Gebo Kelly A
Department of Medicine, Johns Hopkins University School of Medicine, Baltimore, Maryland 21205, USA.
Drugs Aging. 2006;23(11):897-913. doi: 10.2165/00002512-200623110-00005.
Between 2001 and 2004, the percentage of all HIV cases in patients aged >or=50 years increased from 17% to 23%. This concerning increase is expected to continue over the next decade. The increasing prevalence of HIV in these patients is a result of increased longevity in patients treated with highly active antiretroviral therapy (HAART) as well as new primary infections in older patients. While older patients may achieve virological suppression at the same rate as younger patients, the immunological benefit of HAART in older patients may be reduced compared with younger patients. In addition, the toxicities associated with HAART may be worse in older HIV patients, particularly those with underlying renal or hepatic insufficiency. All previous studies evaluating the virological and immunological benefits of HAART in older patients have had relatively small sample sizes and none has compared efficacy or rates of toxicity by HAART treatment class. Co-morbidities are more common in older than in younger patients and can impact on the management of HIV in these patients. Providers must be cognisant of drug-drug interactions and potential adverse effects of HAART regimens when selecting an ideal antiretroviral regimen for older HIV patients. Given the increased longevity and rates of malignancies in HIV-infected patients, providers should also be particularly vigilant in maintaining routine health screening in older HIV patients. Controlled trials on HIV epidemiology, pathogenesis, and therapeutic and clinical outcomes are also needed in older patients. As the HIV-infected population ages, there is a growing need to better determine the effectiveness of HAART in older patients, and to investigate factors associated with a more rapid course of HIV infection in patients aged >50 years.

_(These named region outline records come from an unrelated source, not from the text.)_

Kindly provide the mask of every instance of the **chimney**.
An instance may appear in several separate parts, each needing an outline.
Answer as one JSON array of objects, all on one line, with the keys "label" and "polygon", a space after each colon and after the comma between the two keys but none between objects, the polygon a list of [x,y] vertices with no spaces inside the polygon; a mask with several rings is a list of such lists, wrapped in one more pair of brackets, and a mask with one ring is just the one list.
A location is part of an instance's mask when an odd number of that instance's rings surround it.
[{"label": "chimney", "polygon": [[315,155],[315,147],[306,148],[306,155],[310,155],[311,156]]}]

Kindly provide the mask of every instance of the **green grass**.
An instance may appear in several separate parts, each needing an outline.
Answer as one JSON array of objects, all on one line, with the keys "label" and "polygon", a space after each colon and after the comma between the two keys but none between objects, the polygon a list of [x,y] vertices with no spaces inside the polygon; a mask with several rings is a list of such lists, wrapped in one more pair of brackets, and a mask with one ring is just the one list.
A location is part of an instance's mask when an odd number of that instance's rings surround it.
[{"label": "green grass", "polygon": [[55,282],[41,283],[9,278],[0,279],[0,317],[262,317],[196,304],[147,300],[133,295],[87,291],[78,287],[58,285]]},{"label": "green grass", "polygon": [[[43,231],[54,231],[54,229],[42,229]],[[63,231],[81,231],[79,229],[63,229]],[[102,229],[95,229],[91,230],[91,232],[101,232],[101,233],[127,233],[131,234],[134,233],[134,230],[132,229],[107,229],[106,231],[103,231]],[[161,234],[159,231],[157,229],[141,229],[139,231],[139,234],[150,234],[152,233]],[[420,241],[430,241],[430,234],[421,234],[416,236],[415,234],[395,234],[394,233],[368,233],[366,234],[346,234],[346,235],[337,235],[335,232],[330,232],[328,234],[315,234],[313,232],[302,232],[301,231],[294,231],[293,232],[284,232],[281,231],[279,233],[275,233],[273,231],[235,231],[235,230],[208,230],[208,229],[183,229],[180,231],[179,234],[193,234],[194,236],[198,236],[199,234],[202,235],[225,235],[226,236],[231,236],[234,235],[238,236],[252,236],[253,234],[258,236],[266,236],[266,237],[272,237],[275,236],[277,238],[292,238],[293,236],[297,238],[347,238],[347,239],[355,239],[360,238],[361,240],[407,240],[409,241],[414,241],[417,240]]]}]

在2001年至2004年期间,年龄大于或等于50岁的艾滋病病毒(HIV)感染者在所有HIV病例中所占的比例从17%升至23%。预计在未来十年,这一令人担忧的增长态势仍将持续。这些患者中HIV患病率上升,是接受高效抗逆转录病毒疗法(HAART)治疗的患者寿命延长以及老年患者出现新的原发性感染所致。虽然老年患者可能与年轻患者以相同的速率实现病毒学抑制,但与年轻患者相比,HAART在老年患者中的免疫获益可能会降低。此外,HAART相关的毒性在老年HIV患者中可能更严重,尤其是那些存在潜在肾或肝功能不全的患者。以往所有评估HAART在老年患者中病毒学和免疫获益的研究样本量都相对较小,且没有一项研究比较过不同HAART治疗类别之间的疗效或毒性发生率。合并症在老年患者中比在年轻患者中更常见,并且会影响这些患者的HIV管理。在为老年HIV患者选择理想的抗逆转录病毒治疗方案时,医疗服务提供者必须了解药物相互作用以及HAART方案的潜在不良反应。鉴于HIV感染患者的寿命延长和恶性肿瘤发生率增加,医疗服务提供者还应特别警惕对老年HIV患者进行常规健康筛查。老年患者也需要进行关于HIV流行病学、发病机制以及治疗和临床结局的对照试验。随着HIV感染人群的老龄化,越来越需要更好地确定HAART在老年患者中的有效性,并调查与50岁以上患者中HIV感染病程更快相关的因素。